Recommended Posts

Even on a DMX3000 with 64GB of cache, you still can't do anything about the extra ms required to get traffic onto an external media, through a switch to a controller (then to cache or drives as necessary) and back. We have several 2003 boxes which boot from SAN, and the only local drives they use are for paging.

Technically, you're right.

This is what I was talking about:

http://www.platypus.net/products/direct_attach.asp

It's not really a device designed for a SAN. That sucker has about 1 microsecond seek. :D

Share this post


Link to post
Share on other sites
ddrueding,  NAS is a file server appliance (NFS OR CIFS--SMB), possibly with iSCSI and drivers which let remote machines mount volumes as devices.  It also may have SAN features such as hot-splits, etc.

I can definatly appreciate the uses for a SAN. Server clustering or rendering farms could hardly operate without that concept. But I must still be missing something with the NAS...

From this I gathered that is uses a standard filesystem, that it allows it's "shares" to be mounted as drives (unless you mean boot-time drivers, that might be cool), and be easily manageable.

I must still be missing something.

The filesystem is fairly straightforward and I see no reason for it not to be.

Drivers? Something like daemon tools to mount network shares? Like drive mapping? Is it bootable?

Manageability is always a plus. The ability to expand a RAID5 or RAID10 array sounds very attractive.

But these things are also available in servers at about the same cost. Sorry if I'm sounding dumb here, but I'd like to appreciate the technology.

SAN solutions 'present' disks or volumes to a host (or hosts) in a manner that makes them appear essentially as a local SCSI drive. This means you can typically do anything with them that you would a local drive or array, and they are mounted directly to the OS on the host.
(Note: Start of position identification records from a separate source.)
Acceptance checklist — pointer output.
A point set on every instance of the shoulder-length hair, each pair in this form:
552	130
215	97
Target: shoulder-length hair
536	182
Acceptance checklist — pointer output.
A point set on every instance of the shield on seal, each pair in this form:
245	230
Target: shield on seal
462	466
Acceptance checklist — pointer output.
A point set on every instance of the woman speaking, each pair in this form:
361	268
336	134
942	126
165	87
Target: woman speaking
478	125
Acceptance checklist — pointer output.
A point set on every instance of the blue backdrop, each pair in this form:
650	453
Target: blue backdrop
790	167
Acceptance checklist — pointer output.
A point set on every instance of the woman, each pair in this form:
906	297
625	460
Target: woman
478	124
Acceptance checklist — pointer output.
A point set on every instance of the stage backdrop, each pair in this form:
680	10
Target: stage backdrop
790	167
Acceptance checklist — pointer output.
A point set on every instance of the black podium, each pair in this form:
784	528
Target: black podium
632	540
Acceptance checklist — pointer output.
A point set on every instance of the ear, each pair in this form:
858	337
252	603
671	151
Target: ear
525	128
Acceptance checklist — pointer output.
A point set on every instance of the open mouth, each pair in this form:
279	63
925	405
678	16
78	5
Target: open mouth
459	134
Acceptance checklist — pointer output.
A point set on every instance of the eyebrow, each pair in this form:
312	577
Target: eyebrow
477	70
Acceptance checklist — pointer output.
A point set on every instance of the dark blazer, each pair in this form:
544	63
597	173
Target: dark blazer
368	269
NAS solutions typically are mostly just fileshare servers with enhanced flexibility/manageability. The filesystem is mounted on the NAS system, then shared through the desired network protocol. This is then accessible (at a low level) by any user/system on the network, although of course any file-sharing permissions, etc. you apply may deny you access.
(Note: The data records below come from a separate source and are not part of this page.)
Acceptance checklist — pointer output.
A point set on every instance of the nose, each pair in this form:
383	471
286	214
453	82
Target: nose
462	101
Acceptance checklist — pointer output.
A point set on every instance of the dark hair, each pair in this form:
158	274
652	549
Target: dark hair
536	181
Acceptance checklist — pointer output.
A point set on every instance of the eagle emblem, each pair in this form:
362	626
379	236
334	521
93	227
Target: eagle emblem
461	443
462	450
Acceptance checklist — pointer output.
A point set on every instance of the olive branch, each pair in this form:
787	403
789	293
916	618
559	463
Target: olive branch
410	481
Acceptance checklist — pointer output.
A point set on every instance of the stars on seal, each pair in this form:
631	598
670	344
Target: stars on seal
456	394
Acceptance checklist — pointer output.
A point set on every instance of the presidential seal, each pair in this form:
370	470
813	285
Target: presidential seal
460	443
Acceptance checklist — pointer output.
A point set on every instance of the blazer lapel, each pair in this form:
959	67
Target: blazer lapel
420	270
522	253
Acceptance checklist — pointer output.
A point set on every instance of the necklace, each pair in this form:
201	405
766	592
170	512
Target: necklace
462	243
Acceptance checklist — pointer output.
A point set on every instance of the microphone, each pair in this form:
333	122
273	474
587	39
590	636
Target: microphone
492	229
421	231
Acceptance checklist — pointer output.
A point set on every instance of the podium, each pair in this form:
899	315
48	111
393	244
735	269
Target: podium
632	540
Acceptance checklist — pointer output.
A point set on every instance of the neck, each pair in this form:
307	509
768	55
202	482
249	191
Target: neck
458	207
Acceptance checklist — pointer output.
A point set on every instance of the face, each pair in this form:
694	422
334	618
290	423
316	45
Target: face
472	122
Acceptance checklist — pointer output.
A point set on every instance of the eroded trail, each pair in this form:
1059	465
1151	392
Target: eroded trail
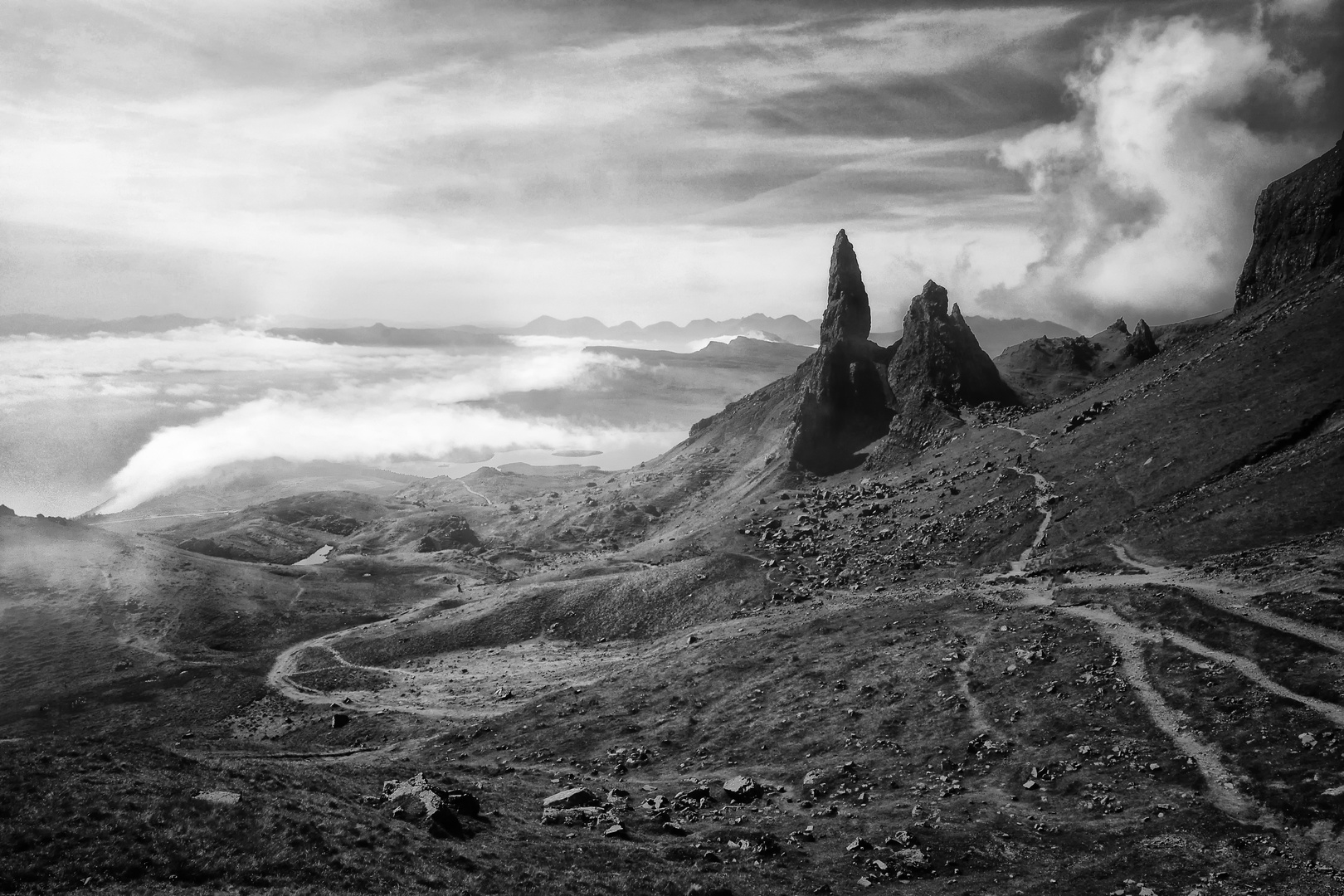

High-end NAS solutions have extra software to make them behave more like a SAN. The NAS server takes a disk or volume, and rather than share it across a typical file sharing protocol, it essentially 'serves' a virtual disk to a client. This requires a client driver specific to the NAS server software in use, and it then appears as a local disk, to be formatted and mounted as a local filesystem. I haven't seen any that support booting from, although I'd imagine iSCSI solutions could support that, but I haven't had anything to do with iSCSI.

Essentially people go with SAN if they require the extra flexibility of treating the storage as local disks, or NAS if they need all their fileshares in one spot for ease of manageability and backup. The in-between solution (high-end NAS) can be used in place of a NAS if one is willing to accept the reduced network performance incurred by having all the normal network traffic on the same network as the storage traffic.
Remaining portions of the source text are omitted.